Wie beispielsweise die Rheinische Post berichtete,
faßte Jung die Aufgaben der nun zu entsendenden als auch der bereits in
Afghanistan stationierten deutschen Soldaten mit „schützen, helfen,
vermitteln und kämpfen“ zusammen. Schon dies zeigt, daß die Soldaten
auch jetzt schon keineswegs nur vor Ort sind, um Brunnen zu bohren, wie
dies gern vermittelt wird.
Allein
schon die Tatsache, daß die nun nach Afghanistan abzukommandierenden
deutschen Soldaten dort die Rolle der bisher von norwegischen Soldaten
gestellten „Quick Reaction Force“ („schnelle Eingreiftruppe“) übernehmen
werden, macht nur zu deutlich, daß es sich hier einzig und allein um
einen Kampfverband handelt. Die QRF wird insbesondere eingesetzt, wenn
andere Einheiten militärisch unter Druck geraten, kann aber auch aktiv
gegen Widerstandskämpfer vorgehen.
Damit
aber nicht genug, stellte Jung außerdem klar, daß die deutschen
Soldaten der QRF auch „in anderen Landesteilen“ eingesetzt werden können,
wenn dies als erforderlich angesehen wird. „Wenn Freunde in Not sind,
werden wir sie unterstützen“, sagte er. Es dürfte wenig überraschend
sein, sollte dieser Not- zum Regelfall werden, gleichgültig ob im
Norden, Süden, Westen oder Osten. Erst vor einer Woche hatte die
Washington Post berichtet,
daß gleich zwei Lageeinschätzungen die Zukunft der Besatzer in
Afghanistan düster darstellen.
„Täuschen
Sie sich nicht, die NATO gewinnt in Afghanistan nicht“, so der Bericht
des Atlantic Council of the United States unter dem Vorsitz des
pensionierten Generals James L. Jones, des Oberkommandierenden der NATO
bis Sommer 2006. Auch an der zweiten Lageeinschätzung war Jones
beteiligt. Diese wurde von der Afghanistan Study Group vorgelegt, zu
deren Vorstand er gehört.
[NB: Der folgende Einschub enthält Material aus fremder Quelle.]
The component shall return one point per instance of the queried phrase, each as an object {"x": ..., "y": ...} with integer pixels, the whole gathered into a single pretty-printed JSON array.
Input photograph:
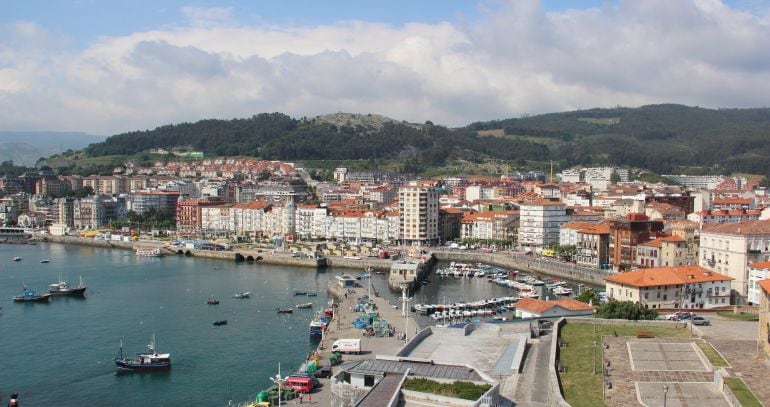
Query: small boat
[
  {"x": 31, "y": 296},
  {"x": 63, "y": 288},
  {"x": 150, "y": 361},
  {"x": 149, "y": 252},
  {"x": 305, "y": 305}
]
In diesem Bericht heißt es, der
„Fortschritt“ in Afghanistan sei „ernsthaft bedroht von wieder
anwachsender Gewalt, schwächer werdender internationaler
Entschlossenheit, wachsenden regionalen Herausforderungen und einem
zunehmenden Mangel an Vertrauen seitens der afghanischen Bevölkerung
hinsichtlich der zukünftigen Entwicklung ihres Landes.“ Beide
Berichte kamen – angesichts von Jones' Beteiligung sicherlich wenig überraschend
– zu dem Schluß, daß eine solche Entwicklung nur durch Maßnahmen
der NATO – also die Entsendung weiterer Truppen, die das Land noch
weiter in Schutt und Asche legen – verhindert werden könne.
Die
Entsendung weiterer deutscher Soldaten nach Afghanistan unter dem
Deckmantel einer Stationierung im „friedlichen Norden“ kann nur als
dreiste Lüge gegenüber der deutschen Bevölkerung – und als
mutwilliges Ignorieren der absoluten Mehrheit der Bevölkerung, die eben
diese Entsendung ablehnt – bezeichnet werden. Ohnehin kommt eine
solche Diskussion allerdings schon Jahre zu spät. Auch die bereits in
Afghanistan stationierten Soldaten sind schließlich auch an Kämpfen
beteiligt – von den im Süden des Landes eingesetzten deutschen
Kampfflugzeugen des Typs „Tornado“ und den deutschen Soldaten des
„Kommando Spezialkräfte“ (KSK), die insgeheim Seite an Seite mit
US-Spezialeinheiten gekämpft haben und dies möglicherweise immer noch
tun gar nicht zu reden.
Nun
kann es kaum verwundern, daß die USA ein immer weiter wachsendes
Interesse an der „Einbindung“ einer möglichst großen Zahl von
Soldaten aus möglichst vielen Staaten haben. Nichts ist schließlich so
geeignet, eine zukünftige Kritik oder gar Verurteilung der USA wegen
des Angriffskriegs gegen Afghanistan besser zu verhindern als eine möglichst
breitgefächerte Beteiligung an eben diesem Krieg. Daß die deutsche
Bundesregierung unter der Kanzlerin Angela Merkel nur allzu bereitwillig
unterstützt, zeigt einmal mehr, wie weit sich Deutschland unter ihrer Führung
den Bedürfnissen der USA unterordnet. Und genau aus diesem Grund ist
kaum anzunehmen, daß dies die letzte deutsche „Verstärkung“ für
Afghanistan gewesen sein wird.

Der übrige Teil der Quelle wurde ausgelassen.